Impeaching a head of government or state is not a straightforward process. Rousseff is primarily being accused of tampering with budget deficit numbers for 2014 and 2015. There are accusations that Rousseff received kickbacks from Petrobras (PBR) for her reelection campaign as well.

The plea for impeachment will be put to a special committee that will decide whether the process should go ahead. This will then be put to a vote at the lower house, and if two in three members approve of the proceedings, then a hearing will begin.

During these hearings, the vice president will head the government. If cleared, Rousseff will return.
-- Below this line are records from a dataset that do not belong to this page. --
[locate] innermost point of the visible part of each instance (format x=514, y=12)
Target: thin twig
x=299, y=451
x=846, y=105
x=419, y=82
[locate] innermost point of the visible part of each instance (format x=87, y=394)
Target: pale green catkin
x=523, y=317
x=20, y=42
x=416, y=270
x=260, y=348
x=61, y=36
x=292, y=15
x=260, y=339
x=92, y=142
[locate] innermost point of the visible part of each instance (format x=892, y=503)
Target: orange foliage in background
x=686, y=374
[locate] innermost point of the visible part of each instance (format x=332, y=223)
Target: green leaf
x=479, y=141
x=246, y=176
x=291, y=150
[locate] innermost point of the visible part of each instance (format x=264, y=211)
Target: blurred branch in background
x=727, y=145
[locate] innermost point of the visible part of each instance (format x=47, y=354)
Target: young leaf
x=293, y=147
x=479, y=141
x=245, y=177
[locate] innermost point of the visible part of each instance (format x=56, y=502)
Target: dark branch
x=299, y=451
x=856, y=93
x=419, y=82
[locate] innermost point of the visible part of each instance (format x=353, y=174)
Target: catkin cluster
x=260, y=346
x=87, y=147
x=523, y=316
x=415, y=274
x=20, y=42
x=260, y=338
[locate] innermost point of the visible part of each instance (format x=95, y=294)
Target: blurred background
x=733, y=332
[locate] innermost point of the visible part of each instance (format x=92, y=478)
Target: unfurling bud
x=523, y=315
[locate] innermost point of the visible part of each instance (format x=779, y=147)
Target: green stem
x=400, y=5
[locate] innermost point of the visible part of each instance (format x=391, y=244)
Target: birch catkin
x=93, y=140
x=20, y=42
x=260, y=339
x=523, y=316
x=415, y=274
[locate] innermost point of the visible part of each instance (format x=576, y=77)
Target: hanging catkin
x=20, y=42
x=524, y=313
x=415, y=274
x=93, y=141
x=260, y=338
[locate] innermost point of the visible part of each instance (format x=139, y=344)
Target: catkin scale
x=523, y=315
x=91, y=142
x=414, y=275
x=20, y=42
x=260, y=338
If not, the vice president will continue as the head of the government.

Reforms on the back burner

Reforms being put on the back burner is the first clear implication of impeachment proceedings. Rousseff and Brazil’s finance minister Joaquim Levy had worked hard to convince members of Brazilian congress of the need for economic reforms, including the CPMF, a tax on financial transactions.

This reform and others will take a backseat, with Rousseff focusing her energies on her defense. This is not good for Brazil, which was downgraded to junk status by Standard & Poor’s in September 2015.

Investors in Brazil-focused mutual funds (BDERX) and ADRs (American depositary receipts) such as Vale (VALE), BRF (BRFS) and Banco Bradesco (BBD) need to be wary of these developments. Investors may consider realigning their portfolios according to their risk appetite and the investment horizon.